Die Erinnerungen von Erna Martens erschienen in der Festschrift zur 700-Jahr-Feier der Gemeinde Reinbek 1938. 1861 geboren, besuchte Martens die Privatschule von Herrn Dr. Kröger in Reinbek und wurde im Anschluss selbst Lehrerin. Den Aufsatz schrieb sie bereits als „Studienrätin i. R.“, im Ruhestand. Mehrere Teile ihres Artikels, die sowohl über das Schulwesen Reinbeks im 19. Jahrhundert informieren als auch persönliche Einsichten der Autorin zeigen, wollen wir hier vorstellen:
Ach, du mein liebes, altes Reinbek! Siebenhundert Jahre alt bist du? Bei aller Bewunderung und Liebe zu dir, das hätte ich doch nicht gedacht! Genau siebzig Jahre freilich kenne ich dich schon! Denn als ich 1868 um Ostern sieben Jahre alt wurde, da betrat ich den mitten in deinen Wäldern und Wiesen gelegenen ersten „Fechtboden“ meines Lebens, deine Schule, und was ich mir da „erpauken“ durfte in meinen neun Lernjahren, das hat mir einen festen Halt gegeben für die Kämpfe auf den weiteren Fechtböden des Berufs- und Nichtberufsdaseins in meinen langen siebenundsiebzig Lebensjahren.
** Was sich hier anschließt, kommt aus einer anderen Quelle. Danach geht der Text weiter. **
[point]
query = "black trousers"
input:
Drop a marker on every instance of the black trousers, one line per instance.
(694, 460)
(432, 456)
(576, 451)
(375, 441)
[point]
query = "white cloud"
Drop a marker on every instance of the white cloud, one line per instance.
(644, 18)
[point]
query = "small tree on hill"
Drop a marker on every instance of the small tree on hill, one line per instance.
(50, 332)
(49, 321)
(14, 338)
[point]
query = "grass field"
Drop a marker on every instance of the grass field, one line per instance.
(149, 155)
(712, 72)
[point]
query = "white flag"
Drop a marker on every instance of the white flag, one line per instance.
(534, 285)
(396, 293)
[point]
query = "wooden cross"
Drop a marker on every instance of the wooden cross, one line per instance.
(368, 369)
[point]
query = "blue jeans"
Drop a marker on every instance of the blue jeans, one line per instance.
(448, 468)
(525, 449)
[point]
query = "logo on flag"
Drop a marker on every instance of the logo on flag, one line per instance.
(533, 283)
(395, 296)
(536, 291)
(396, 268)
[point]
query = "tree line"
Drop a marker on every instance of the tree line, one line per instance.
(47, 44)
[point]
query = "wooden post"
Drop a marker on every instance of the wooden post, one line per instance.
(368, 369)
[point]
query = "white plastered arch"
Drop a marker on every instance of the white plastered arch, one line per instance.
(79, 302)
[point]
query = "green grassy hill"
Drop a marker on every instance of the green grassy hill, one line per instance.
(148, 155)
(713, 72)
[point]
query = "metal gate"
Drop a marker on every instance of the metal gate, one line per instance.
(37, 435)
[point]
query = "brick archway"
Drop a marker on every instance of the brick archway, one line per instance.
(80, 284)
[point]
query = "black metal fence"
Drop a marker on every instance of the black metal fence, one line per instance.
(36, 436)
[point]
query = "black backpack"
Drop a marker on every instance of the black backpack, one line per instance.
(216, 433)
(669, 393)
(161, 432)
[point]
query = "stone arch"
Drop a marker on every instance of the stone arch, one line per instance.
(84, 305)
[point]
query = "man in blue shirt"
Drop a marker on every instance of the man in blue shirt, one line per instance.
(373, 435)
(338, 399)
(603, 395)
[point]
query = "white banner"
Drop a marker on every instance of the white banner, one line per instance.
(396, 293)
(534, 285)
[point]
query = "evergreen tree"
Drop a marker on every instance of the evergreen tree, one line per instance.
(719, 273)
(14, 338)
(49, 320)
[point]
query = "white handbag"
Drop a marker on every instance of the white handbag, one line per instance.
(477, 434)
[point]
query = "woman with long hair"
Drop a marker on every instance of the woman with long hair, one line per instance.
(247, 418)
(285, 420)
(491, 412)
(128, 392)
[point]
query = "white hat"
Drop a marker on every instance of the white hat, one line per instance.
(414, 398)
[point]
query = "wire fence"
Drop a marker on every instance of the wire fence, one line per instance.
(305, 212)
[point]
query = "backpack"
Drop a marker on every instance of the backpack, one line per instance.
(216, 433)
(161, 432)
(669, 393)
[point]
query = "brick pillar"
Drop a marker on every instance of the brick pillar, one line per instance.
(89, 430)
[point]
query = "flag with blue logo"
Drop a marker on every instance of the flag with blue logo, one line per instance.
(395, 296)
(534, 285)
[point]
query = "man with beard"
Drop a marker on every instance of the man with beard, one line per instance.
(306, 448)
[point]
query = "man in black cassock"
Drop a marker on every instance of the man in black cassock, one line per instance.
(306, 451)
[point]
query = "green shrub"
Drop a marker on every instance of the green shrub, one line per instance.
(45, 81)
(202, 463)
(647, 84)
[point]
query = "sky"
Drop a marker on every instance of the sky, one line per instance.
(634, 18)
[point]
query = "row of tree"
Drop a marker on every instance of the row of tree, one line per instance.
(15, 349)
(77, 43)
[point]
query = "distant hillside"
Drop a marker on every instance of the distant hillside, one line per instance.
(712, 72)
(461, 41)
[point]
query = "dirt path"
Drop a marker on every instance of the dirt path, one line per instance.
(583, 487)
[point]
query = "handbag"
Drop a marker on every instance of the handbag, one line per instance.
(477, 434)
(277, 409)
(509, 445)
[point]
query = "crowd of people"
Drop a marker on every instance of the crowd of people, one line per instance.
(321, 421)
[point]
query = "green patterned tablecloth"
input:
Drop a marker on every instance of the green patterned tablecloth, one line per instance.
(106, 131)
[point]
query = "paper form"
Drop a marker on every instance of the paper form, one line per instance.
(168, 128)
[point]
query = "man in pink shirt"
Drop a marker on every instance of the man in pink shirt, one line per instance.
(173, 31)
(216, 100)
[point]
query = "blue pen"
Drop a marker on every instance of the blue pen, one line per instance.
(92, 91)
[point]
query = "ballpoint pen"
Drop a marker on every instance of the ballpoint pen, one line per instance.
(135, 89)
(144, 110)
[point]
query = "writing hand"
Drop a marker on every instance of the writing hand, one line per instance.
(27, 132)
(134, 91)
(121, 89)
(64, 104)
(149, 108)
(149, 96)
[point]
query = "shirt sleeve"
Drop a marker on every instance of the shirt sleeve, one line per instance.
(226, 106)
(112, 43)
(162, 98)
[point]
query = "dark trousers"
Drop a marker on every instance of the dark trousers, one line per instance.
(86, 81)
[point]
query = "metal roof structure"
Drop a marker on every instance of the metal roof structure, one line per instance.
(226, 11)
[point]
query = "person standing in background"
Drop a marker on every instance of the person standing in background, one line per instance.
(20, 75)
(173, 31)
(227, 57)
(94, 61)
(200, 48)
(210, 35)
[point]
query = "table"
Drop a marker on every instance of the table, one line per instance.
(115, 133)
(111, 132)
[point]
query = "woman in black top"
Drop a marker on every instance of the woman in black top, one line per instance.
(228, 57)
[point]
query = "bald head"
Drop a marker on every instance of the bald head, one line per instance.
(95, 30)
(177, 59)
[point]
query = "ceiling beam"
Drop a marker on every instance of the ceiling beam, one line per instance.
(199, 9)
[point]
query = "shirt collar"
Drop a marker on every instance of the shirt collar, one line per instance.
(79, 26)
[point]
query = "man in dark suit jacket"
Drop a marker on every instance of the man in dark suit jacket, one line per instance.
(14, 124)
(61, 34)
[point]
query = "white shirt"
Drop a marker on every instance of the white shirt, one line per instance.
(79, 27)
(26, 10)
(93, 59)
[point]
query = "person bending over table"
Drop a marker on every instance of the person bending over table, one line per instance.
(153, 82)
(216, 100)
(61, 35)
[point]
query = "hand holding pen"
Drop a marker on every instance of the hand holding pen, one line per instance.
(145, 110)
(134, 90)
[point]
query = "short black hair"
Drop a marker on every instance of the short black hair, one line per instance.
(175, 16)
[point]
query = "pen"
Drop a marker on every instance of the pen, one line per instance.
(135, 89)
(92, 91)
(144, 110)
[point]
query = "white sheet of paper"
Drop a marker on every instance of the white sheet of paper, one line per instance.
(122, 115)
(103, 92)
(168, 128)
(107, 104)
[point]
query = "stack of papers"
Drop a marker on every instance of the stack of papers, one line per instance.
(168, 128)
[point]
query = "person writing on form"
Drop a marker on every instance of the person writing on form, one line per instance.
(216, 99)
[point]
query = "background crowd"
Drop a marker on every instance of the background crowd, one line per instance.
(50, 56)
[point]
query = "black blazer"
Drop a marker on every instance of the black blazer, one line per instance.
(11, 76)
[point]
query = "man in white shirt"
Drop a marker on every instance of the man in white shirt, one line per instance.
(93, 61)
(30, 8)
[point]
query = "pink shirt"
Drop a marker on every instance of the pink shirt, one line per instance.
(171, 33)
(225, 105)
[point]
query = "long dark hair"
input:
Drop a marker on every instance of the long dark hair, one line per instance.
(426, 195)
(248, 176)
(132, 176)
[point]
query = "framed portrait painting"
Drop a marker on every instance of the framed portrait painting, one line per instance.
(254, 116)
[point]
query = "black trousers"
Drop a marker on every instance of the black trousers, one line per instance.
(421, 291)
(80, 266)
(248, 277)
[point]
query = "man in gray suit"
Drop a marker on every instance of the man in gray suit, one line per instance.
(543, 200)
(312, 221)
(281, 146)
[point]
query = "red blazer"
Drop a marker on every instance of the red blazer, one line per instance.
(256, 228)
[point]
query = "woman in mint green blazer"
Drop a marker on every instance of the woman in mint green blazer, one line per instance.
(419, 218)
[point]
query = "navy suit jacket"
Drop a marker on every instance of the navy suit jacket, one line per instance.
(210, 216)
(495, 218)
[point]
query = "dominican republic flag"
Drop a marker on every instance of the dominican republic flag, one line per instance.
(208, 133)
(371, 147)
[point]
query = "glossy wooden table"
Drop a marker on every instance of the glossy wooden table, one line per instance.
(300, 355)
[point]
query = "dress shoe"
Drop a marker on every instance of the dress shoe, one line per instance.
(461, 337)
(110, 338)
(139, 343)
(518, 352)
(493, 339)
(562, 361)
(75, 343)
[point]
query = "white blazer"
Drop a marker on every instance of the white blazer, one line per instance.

Wie sollte ich da nicht deiner gedenken in den Tagen, da man dich feiert. Ich tue es dankbaren Herzens, du liebes, altes Reinbek.
1867 zog mein Vater mit seiner Familie auf Carolinenhof ein; wir kamen aus dem östlichen Holstein. Reinbek hatte eine private Schule für Knaben und Mädchen. Herr Dr. Kröger und Frau Luise, geb. Behn, waren die Besitzer. Mit der Schule verbanden sie ein Pensionat für Ausländer. Meine Brüder wurden dort eingeschult. Als ich meine Mutter fragte, ob ich Ostern nicht auch in die Schule käme – ich war damals gerade sechs Jahre alt -, sagte sie zu meiner größten Enttäuschung: noch nicht, ich müßte noch ein Jahr lang warten; denn ich müßte meine zweijährige Schwester hüten. Ohne mich könnten sie im Hause nicht fertig werden. So mußte also das elfte Kind der Eltern des zwölften Kindes Hüterin werden. Ich konnte das schon damals verstehen und wartete. Von allgemeiner Schulpflicht ahnte mir natürlich noch nichts, aber mit sechs Jahren „helfen“ – das kannte ich schon. Würde man nicht auch heute einer so kinderreichen Familie gewisse Freiheiten mit Recht zugestehen? Man denke: dreimal vier!
Die „großen Brüder“ blieben nicht sehr lange im Hause. Warum nicht? Eltern pflegten damals nicht, ihren Kindern zu ihren Verfügungen Erklärungen zu geben oder gar Rechenschaft vor ihnen abzulegen. “Du wirst in Zukunft“ – das schien zu genügen. Ich aber weiß, daß wir Mädchen in der Schule immer und überall die besten Gelegenheiten hatten: die Disziplin war etwas so Selbstverständliches, daß von ihr nie die Rede war.
[…]
Ich habe nach dem Verlassen der Reinbeker Anstalt auf meinem Wege durch einen kleinen Teil der Hamburger Schulen die erfreulichsten Erfahrungen über meine Schulzeit eingeheimst. Es muß mit großer Sorgfalt sehr viel Stoff an uns herangebracht worden sein, der nicht immer Schulstoff war. Das bemerkten die Lehrer im Seminar [zur Lehrerausbildung], von denen ich mehrmals gefragt wurde, welche Schule ich eigentlich besucht hätte, sie schien aus dem Rahmen der Hamburger Schulen herauszufallen. Ich bekannte mich dann mit einem gewissen Stolz zu Reinbek. Aber ich selbst bemerkte, als die Lust an Methodik in mir erwachte, daß man in Reinbek – wie wohl selten an einem so kleinen Ort und einer so kleinen Schule – durchaus auf den Spuren des Modernen gewandelt war und das „gute Neue“ auch angewandt hatte.
Erna Martens: Erinnerungen an die Schulzeit. In: Festschrift zur 700-Jahrfeier der Gemeinde Reinbek. 1238-1938. Reinbek 1938, S. 162-169.